The struggling home-furnishings industry is home to two uncommonly successful chains still overseen by their founders, writes MoneyShow.com senior editor Igor Greenwald.
It turns out the consumer isn’t dead—he was only face down on the couch mining the cushions for change.
US retail sales slipped 0.2% in May, as economic malaise and Japan quake disruptions clipped auto sales 2.9%. But the core retail trade—excluding auto sales and gasoline—proved surprisingly resilient, creeping up 0.2% from April, and rising more than 6% year-over-year.
And that was not the only bit of good news for the recently slumping retail sector Tuesday. Longtime underperformer Best Buy (BBY) topped profit estimates, thanks to rising tablet sales and share buybacks, and the CEO said on the conference call he felt “good” about sales trends over the last two weeks.
Best Buy’s beleaguered stock bounced 4%, but was overshadowed by another would-be Cinderella.
JCPenney’s (JCP) lackluster sales and frumpy brand had left its stock down 24% since May 4, amid the general disillusionment with retailers. But the stock recouped about half of that loss in one fell swoop, after a kindly wizard came along in the guise of Ron Johnson, the guy who turned Apple (AAPL) stores into places of worship.
Johnson’s hiring as the next Penneys CEO increased the company’s market cap by $1.1 billion in a day. Who would have thought poor, tired JCPenney was capable of that, just for starters?
We’re entering a season of traditional strength for retail stocks, lasting roughly from Independence Day to Black Friday. There are no guarantees that the broader market will be able to string together consecutive gains, much less an extended rally. But it’s certainly not overbought. So this could be a good time to shop for some other likely winners in the space.
I have two to recommend, and both happen to offer home furnishings. Both are highly successful companies mentioned three weeks ago in an Investor’s Business Daily story about improving home-goods sales.
But to understand just how successful they’ve been, let’s put recent gains by the home-furnishings sector into a longer-term context.
In April, home-furnishings stores nationwide rang up $3.1 billion in sales, out of the $347.8 billion US total, according to the Department of Commerce. That means home-furnishings receipts haven’t increased in 11 years, while total retail sales rose 45% over the same span.

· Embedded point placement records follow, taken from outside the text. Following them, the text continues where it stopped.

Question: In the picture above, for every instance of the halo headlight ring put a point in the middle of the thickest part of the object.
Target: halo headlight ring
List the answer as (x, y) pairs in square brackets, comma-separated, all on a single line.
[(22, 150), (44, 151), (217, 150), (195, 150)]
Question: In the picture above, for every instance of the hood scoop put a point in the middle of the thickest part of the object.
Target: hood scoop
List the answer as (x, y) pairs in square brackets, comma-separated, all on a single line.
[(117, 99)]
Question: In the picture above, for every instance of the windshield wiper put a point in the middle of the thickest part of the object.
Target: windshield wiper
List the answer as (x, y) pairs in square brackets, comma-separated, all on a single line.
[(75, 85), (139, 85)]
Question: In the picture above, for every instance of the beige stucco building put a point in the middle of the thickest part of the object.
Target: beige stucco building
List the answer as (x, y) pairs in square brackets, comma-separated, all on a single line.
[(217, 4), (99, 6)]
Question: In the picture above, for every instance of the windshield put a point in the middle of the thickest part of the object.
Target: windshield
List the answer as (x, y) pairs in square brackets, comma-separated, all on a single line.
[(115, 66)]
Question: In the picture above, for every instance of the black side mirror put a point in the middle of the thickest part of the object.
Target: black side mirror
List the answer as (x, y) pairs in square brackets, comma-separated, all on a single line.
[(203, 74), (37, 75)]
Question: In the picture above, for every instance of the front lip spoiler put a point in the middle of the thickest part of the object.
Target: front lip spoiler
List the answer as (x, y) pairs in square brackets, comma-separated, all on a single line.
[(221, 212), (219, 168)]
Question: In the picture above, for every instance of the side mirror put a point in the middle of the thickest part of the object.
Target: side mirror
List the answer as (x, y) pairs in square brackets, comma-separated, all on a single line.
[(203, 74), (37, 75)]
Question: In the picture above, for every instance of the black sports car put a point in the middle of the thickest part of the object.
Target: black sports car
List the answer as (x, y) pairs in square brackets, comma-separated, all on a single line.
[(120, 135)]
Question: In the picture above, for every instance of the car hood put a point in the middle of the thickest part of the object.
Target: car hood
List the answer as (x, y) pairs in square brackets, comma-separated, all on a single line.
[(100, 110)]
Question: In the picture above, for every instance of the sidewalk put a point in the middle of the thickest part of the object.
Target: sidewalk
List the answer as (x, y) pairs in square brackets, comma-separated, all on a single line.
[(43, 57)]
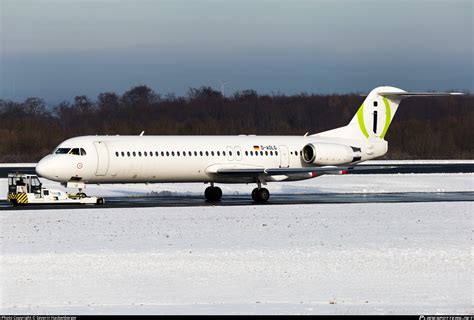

Over the same 11-year span, sales at Bed Bath & Beyond (BBBY) have risen from $2.4 billion to $8.8 billion, sending rival Linens n’ Things into liquidation in the process. The company is still co-chaired by the founders who started it in 1971, and run by a CEO who’s in his 15th year on the job.
Back in 2004, an analyst told BusinessWeek that the chain’s “incredible run” was near an end, as saturation loomed. It had 569 stores then. Now the flagship chain is at 984, and aiming for 1,300 eventually.
Comparable sales in the last quarter were up 8.5%, on top of an 11.6% increase the prior year. Margins rose too, boosting net earnings 30%.
The company, which has no debt, sits on $1.8 billion in cash. It plans to buy back $2 billion of stock, representing 15% of the current market cap, over the next two years.
Buyout rumors pop up from time to time, because at less than eight times trailing cash flow and 15 times the current year’s earnings for the dominant player in its niche, it’s not hard to see a bid at a nice premium.
Management is famously conservative and low-key—and if the optimism it expressed in April has been tested since, the stock has been too, and yet shares sit just 5% off April’s peak. The company reports again in a week, and I don’t think it will disappoint.
Shares of Aaron’s (AAN), a chain that leases furniture, appliances, and consumer electronics, have been on an even bigger tear, doubling since the end of last August. The founder of the company—56 years ago—still serves as chairman of the board, with his son as CEO.
The stock fetches 14 times the current year’s estimated earnings, not bad considering earnings are growing more than 20%. But don’t take my word for it; the stock is held by top mutual-fund managers.
The top holder, the T. Rowe Price Small-Cap Value Fund (PRSVX), has returned 9.9% annually over the past decade under its current manager, outperforming its category by more than three percentage points a year, according to Morningstar. Aaron’s was its fourth-largest share holding as of March 31.
Next on the list is the Allianz NFJ Small Cap Value Institutional (PSVIX), a five-star fund that has returned 11.5% annually over the past ten years. And the next largest stake belongs to the Columbia Acorn Fund (ACRNX), which is more of a growth shop and has returned 9% annually for a decade.
Aaron’s is leasing expensive items at a juicy markup to customers—who are getting by without other credit, in many cases. Like Bed Bath & Beyond, it is a very strong player in a struggling industry, one poised to cash in once the housing market starts to recover.
That could take a while, of course. But as millions of households move into rentals in the near term, and eventually repopulate the millions of homes emptied by foreclosure, they’re going to need new sheets, towels, and furniture.
I think we know where they’ll be getting those.